Etik ve İtibar Derneği TEİD İletişim Uzmanı Cansu Kızılkaya, iş dünyasının her geçen gün değişerek teknolojiye ve yeni koşullara uyum sağlamaya çalıştığını belirterek, “Değer odaklı baktığımızda bu değişimde büyük ölçüde uluslararası düzenlemelere borçlu olduğumuz adil rekabet, kurum kültürü, iş etiği gibi kavramları sıklıkla duyuyoruz. Bu kuşkusuz olumlu bir gelişme. Ancak iş dünyasında atladığımız en temel kavramın adı kadın“ diyor.
Yönetici rollerde kadınlar az
21. yüzyıla gelinmiş olsa da iş dünyasının kadınlara fazla kucak açtığını söylemenin mümkün olmadığını ifade eden Kızılkaya, şunları kaydetti: “Bir kadın olarak kendi ayaklarınızın üzerinde durmaya kararlıysanız kendi yerinizi açıyorsunuz. Ancak işiniz ‘işadamları‘na göre daha zor. Uluslararası organizasyonların konuşmacılarına baktığımızda, yönetim kurullarında, büyük organizasyonların toplu fotoğraflarında, devlet erkanında vb. önemli pozisyonlarda kadınların sayısı parmakla gösterilebilecek kadar az. Dolayısıyla atılması gereken çok adım olduğunu görüyoruz.“
Eşit işe eşit olmayan ücret
Yalnızca Türkiye‘ye özgü olmayan bu durumun Avrupa’da da tepkiye yol açtığını söyleyen Kızılkaya, şu bilgileri verdi: “Fransa’da düşünce kuruluşu Fondation Concorde‘un araştırmasına göre kadınlar aynı şartlardaki aynı iş için erkeklerden ortalama %26,3 daha az kazanıyor. Bir başka Avrupa ülkesinde bu konuya dikkat çekmek için 7 Kasım 2016 tarihinde binlerce İzlandalı iş kadını, aynı şartlarda çalışan erkek meslektaşlarına göre artık karşılığını almadıkları saat olan 14:38‘de işi bıraktı. Benzer şekilde 3 Kasım 2017’de Fransız kadınlar, 2017 yılı için artık bedavaya çalışmaya başladıkları 11:44 saatinde paydos etti.“
2234 yılında ‘eşitlik‘ geliyor
Dünya Ekonomik Forumu‘nun 2017 yılı raporuna göre iş dünyasında kadın erkek eşitliğinden tam anlamıyla söz edebilmek için 217 yıl kadar beklemek gerekeceğini söyleyen Kızılkaya, bu sayının 2017 yılında 170 yıl olarak açıklandığını, geçen yılki revizyonla 47 yıl daha ilave edildiğini belirtti.

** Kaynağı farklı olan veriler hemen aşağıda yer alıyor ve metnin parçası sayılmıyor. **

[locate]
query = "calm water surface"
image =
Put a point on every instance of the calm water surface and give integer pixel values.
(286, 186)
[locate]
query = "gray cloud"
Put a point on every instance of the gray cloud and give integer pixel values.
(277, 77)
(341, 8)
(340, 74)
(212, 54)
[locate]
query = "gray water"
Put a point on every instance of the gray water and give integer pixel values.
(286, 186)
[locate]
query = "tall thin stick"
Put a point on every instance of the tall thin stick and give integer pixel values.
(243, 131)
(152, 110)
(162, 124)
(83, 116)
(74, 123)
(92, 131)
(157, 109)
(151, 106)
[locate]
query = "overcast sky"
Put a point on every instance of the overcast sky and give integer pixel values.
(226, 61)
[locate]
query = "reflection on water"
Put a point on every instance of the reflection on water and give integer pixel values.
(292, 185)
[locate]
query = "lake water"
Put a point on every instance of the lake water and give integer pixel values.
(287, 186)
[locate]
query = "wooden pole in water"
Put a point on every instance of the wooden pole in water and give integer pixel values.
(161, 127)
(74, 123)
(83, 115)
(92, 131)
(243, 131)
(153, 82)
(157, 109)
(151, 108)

Diğer yandan, kadınları yönetici pozisyonlarında da görmenin zor olduğunu ifade eden Kızılkaya, KPMG Türkiye‘nin iş dünyasında yönetici kadının yerine ışık tutmak için 2017 yılında gerçekleştirdiği “Kilidi Kırmak” araştırmasının önemli sonuçları ortaya koyduğunu söyledi. Kızılkaya, bu araştırmaya göre kadın yönetici olmanın önündeki beş engeli kadının büyük bir şartlanmayla baştan yöneticiliğe düşünülmemesi, kadının kendi şartlanmışlığı ile zaten yöneticiliği hedefine koymaması, kadının anneliğinin engel olarak görülmesi, annelik için verilen aranın zaman kaybı olarak değerlendirilmesi, kadınlar işe alınırken ya da yönetici konumuna getirilmesi düşünülürken “Evliliği ya da anneliği çok çalışmasına ya da seyahat etmesine engel olabilir önyargısının zihinlerde hakim olması“ olarak sıraladı.
Önyargıları kırmak mümkün
Kadını ve erkeği kalıplardan çıkarıp ön yargılardan arındırmak için 200 yıl beklemenin anlamsızlığına vurgu yapan Kızılkaya, “Nasıl ki iş dünyasını yolsuzlukla mücadele ve iş etiği alanlarında toplumun itici gücü olarak görüyorsak, kadın erkek eşitliği açısından da aynı çaba gösterilmeli. İyi örnekler de var kuşkusuz. 18 Ocak 2018’de TÜSİAD adını “Türk Sanayici ve İş İnsanları Derneği” olarak değiştirdiğini açıkladı. Eğer ki bizler iş dünyasını geliştirecek değer tanımlamalarımızı insan üzerinden yapıyorsak, öncelikle ‘insan‘ tanımını doğru yapmamız gerekir. İş dünyası erkeklerden ibaret değil. Kadınlara emeklerinin karşılığını vermek için 2234 yılını beklemeyelim“ görüşünü dile getirdi.